Patient expertise may be lost to NHS

Patients with complaints about healthcare in England could be left with no clear representation for up to six months following the abolition of community health councils in September.

The government says that the 184 English CHCs, which have acted as the patient’s voice for 28 years, will disappear on 1 September. But the 571 new patient forums designed to replace them may not be fully up and running in every area until next April.

Murray Benham, spokesperson for the Association of Community Health Councils for England and Wales – also being abolished – said the gap meant that some areas would be without adequate help with complaints and that services, such as accident and emergency departments, would go unmonitored through much of the winter.

‘Effectively, in communities all over the country, CHCs will be closing their doors and that will be it,’ said Mr Benham. ‘If you have a complaint, how will you know who to turn to?’

He feared that the skills and experience of the 700 CHC staff being made redundant, as well as the 5,000 volunteers who will also lose their posts, could be lost to the NHS.

ACHCEW is also concerned that the government has reneged on its commitment to ensure ‘one-stop shops’ for complaints in every area and that the £34m funding for patient forums will be insufficient. But the Commission for Patient and Public Involvement in Health, set up to replace the CHC network, insists the new arrangements will improve accountability and representation. Chaired by Sharon Grant, widow of the late Labour MP Bernie Grant, the commission aims to involve previously marginalised groups.

A spokesperson said the commission hoped most patient forums would be running by December but commissioners were talking to the Department of Health about interim help to bridge the gap. They were confident funding would be adequate.

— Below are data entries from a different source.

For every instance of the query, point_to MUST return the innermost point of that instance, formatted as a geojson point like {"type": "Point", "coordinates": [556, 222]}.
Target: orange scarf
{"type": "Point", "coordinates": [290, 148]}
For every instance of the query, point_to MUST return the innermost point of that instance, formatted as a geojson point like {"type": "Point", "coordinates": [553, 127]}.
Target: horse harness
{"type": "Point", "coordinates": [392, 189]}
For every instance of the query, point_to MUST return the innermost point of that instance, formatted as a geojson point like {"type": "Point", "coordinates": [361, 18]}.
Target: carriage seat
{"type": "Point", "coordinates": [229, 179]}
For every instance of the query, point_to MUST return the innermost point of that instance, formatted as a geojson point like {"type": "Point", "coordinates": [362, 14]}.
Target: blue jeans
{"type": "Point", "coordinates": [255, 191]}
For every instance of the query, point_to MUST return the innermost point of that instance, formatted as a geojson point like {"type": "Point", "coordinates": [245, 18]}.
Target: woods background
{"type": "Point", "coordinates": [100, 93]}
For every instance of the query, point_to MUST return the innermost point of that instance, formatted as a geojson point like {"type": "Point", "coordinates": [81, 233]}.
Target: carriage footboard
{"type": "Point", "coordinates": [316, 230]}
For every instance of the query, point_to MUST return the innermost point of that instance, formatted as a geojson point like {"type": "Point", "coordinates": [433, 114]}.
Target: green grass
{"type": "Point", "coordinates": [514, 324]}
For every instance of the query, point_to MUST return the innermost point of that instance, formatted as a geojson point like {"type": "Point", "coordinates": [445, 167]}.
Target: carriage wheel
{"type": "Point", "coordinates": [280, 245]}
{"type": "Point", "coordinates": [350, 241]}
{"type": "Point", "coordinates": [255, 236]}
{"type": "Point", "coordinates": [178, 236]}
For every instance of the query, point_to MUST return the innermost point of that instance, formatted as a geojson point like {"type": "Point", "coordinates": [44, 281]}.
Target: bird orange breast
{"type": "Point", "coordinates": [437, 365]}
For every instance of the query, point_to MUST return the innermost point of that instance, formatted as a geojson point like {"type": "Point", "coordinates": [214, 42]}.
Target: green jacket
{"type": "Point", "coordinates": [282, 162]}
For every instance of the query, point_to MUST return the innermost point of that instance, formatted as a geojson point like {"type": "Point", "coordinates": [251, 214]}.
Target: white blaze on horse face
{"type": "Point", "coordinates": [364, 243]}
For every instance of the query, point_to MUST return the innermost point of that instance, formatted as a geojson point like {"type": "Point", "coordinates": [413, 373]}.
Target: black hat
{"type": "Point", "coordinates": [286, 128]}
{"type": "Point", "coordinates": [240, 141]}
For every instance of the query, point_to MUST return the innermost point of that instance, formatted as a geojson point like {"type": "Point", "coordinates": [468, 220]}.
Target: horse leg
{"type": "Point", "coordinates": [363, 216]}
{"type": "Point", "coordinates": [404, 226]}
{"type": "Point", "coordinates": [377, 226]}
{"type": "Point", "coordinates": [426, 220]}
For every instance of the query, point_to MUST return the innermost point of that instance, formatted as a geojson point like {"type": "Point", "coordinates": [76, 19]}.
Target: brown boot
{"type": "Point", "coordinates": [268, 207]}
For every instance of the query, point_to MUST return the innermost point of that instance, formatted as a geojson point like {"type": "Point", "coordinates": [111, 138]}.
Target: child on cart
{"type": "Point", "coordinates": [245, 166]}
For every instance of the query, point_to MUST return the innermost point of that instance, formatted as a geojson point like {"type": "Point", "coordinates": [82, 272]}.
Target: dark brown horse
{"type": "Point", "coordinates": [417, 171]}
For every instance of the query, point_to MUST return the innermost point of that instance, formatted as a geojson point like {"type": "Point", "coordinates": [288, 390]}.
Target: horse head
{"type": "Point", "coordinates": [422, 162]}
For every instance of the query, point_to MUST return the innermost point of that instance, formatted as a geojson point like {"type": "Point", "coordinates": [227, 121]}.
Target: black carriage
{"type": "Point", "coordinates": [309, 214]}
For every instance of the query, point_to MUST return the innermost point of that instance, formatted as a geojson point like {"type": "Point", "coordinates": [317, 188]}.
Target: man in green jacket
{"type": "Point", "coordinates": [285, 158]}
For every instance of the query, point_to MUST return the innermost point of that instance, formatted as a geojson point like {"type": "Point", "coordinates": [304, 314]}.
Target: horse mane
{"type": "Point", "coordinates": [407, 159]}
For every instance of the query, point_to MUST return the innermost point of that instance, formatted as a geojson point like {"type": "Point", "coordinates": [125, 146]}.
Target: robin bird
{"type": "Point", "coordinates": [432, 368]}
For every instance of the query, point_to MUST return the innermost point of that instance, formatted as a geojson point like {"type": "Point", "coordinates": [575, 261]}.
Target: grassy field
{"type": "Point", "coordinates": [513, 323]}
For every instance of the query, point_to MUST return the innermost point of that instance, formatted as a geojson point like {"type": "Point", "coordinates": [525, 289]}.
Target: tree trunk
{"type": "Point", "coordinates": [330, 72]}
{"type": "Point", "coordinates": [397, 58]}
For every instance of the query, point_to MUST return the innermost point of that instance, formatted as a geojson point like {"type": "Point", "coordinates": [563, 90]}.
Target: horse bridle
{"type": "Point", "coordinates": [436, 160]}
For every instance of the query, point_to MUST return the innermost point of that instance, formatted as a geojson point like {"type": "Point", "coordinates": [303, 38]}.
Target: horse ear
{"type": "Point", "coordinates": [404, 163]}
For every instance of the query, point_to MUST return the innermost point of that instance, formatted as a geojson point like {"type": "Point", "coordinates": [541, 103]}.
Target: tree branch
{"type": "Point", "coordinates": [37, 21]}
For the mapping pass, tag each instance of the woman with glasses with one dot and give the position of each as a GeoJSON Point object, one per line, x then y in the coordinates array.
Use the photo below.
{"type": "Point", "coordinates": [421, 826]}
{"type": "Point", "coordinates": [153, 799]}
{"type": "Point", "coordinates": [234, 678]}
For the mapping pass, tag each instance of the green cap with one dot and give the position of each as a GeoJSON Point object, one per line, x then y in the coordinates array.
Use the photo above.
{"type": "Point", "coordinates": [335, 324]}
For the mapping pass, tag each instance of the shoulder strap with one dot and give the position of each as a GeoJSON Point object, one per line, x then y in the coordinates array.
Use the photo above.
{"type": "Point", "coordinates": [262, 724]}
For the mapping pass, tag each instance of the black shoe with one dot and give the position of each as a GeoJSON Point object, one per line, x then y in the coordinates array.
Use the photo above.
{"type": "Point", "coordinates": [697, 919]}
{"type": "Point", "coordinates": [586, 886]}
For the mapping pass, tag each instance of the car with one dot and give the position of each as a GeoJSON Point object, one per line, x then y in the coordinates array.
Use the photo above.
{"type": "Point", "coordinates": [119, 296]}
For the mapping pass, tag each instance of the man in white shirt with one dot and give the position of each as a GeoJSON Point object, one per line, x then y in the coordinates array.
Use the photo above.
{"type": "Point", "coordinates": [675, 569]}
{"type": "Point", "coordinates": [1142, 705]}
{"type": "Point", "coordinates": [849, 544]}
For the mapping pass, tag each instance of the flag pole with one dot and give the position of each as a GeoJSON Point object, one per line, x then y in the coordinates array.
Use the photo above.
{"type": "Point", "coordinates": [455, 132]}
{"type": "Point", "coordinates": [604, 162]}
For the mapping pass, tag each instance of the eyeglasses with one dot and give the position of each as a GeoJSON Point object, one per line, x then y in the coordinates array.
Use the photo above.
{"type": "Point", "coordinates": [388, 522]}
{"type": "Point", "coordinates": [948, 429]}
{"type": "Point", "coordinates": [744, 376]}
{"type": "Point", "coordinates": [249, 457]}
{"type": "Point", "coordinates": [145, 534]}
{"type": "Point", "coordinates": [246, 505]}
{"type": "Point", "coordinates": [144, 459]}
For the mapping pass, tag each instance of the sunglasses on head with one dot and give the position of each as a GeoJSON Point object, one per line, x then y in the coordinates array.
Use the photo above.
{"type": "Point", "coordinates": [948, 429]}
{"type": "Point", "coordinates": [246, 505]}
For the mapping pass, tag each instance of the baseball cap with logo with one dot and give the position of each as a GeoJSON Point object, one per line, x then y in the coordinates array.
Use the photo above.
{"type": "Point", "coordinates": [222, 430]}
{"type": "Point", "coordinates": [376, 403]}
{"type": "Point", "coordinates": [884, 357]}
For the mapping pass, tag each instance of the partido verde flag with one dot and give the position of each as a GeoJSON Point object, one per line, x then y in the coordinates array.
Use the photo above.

‘It is going to be a much more comprehensive system putting patients at the heart of what is going on,’ he said. ‘It will be bigger, better and more robust than CHCs were able to be.’

However, the commission is ‘very concerned’ at health secretary Alan Milburn’s announcement that foundation trusts will not have patient forums.

Welsh community health councils and Scottish local health councils remain in place.

Wendy Moore

accent on accountability

  • The Commission for Patient and Public Involvement in Health will have national, regional and local layers, replacing CHCs and ACHCEW.
  • At local level, patient and public forums will be set up in all primary care trusts and NHS trusts with inspection and representation powers.
  • Formal partnerships with local networks, possibly involving voluntary sector bodies, will support forums.
  • The system will be independent of the in-house trust-based Patient Advice and Liaison Services (PALS).
  • Patient forums will commission or provide independent complaints advocacy services to assist people to make complaints.